Maine’s analysis found that the Census Bureau’s demonstration data on certain age and gender groups had error rates of more than 100%, which the letter warned would leave areas “vulnerable to large miscounts.” And while data on white populations was largely accurate, minority populations had error percentage rates of more than 25% and even more when looking only at black populations.
In Maine’s Franklin County, for example, “the count of households with a black… householder was more than 11 times” higher in the demonstration than in the original data.
“This will have myriad financial and economic repercussions for the ‘winners’ and ‘losers’ that municipalities will randomly become,” the letter said.
John Abowd, the associate director for research and methodology and chief scientist of the US Census Bureau, said in a letter to officials in Nevada that the algorithm was “written specifically for the 2020 Census and cannot be directly applied to any other data.”
“The Census Bureau is committed to publishing accurate data for the 2020 Census, however our obligations to protect privacy mean that we cannot publish perfectly accurate data for every conceivable use case,” Abowd wrote.

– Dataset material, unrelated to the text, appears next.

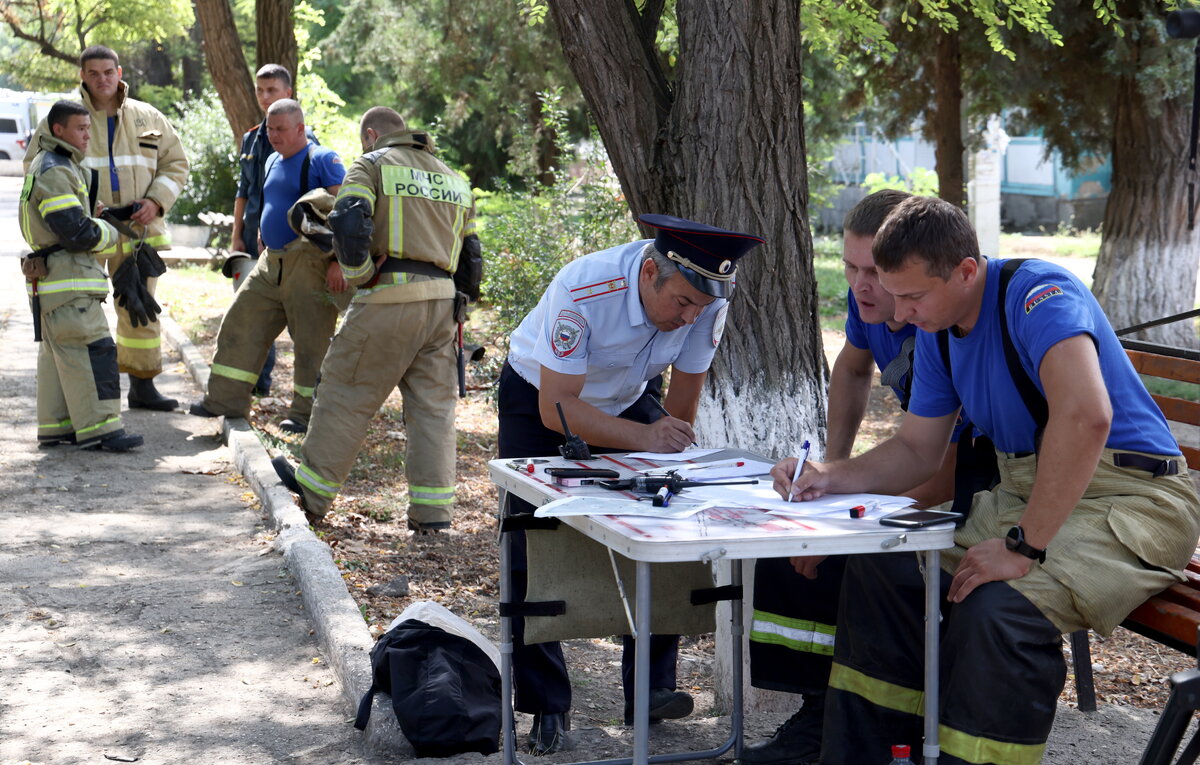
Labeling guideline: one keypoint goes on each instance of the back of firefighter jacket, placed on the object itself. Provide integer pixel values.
(421, 210)
(55, 210)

He argued that the bureau expects the “impact of the error introduced by the use of formal privacy will be less than the error resulting from other factors.”
“We know of no other statistical technique that can be reliably employed to assure the confidentiality of the underlying data while simultaneously assuring the highest quality statistical product for our data users,” he wrote.
Abowd said that as the bureau works to improve the algorithm, “we are also researching a variety of contingency plans to ensure that the 2020 Census Data Products meet the Census Bureau’s data quality standards.”
“Because of the impact of differential privacy on data accuracy for small geographies or populations, however, the Census Bureau is evaluating what tables to release and at what geographic levels to ensure that our data products meet fitness-for-use standards,” he added. “More generally, the Census Bureau is eager to engage with federal, state and local programs to learn more of how they use census data and their requirements for accuracy. The Census Bureau is also eager to engage with stakeholders to understand the privacy expectations, requirements, and concerns of the American public.”
But state officials worry that even minor errors could result in significant long-term consequences.
“Inaccuracy in the decennial census will flow through ten full years of data,” Hallowell and Rector warned Dillingham. “The current implementation of [differential privacy] creates a group of regions and people, predominantly rural and already marginalized, that are left behind; they will continue to be left behind for the remainder of the decade unless action is taken to improve the algorithm. Without resolution… it will be impossible to measure the magnitude of these errors, resulting in further challenges for these places and communities.”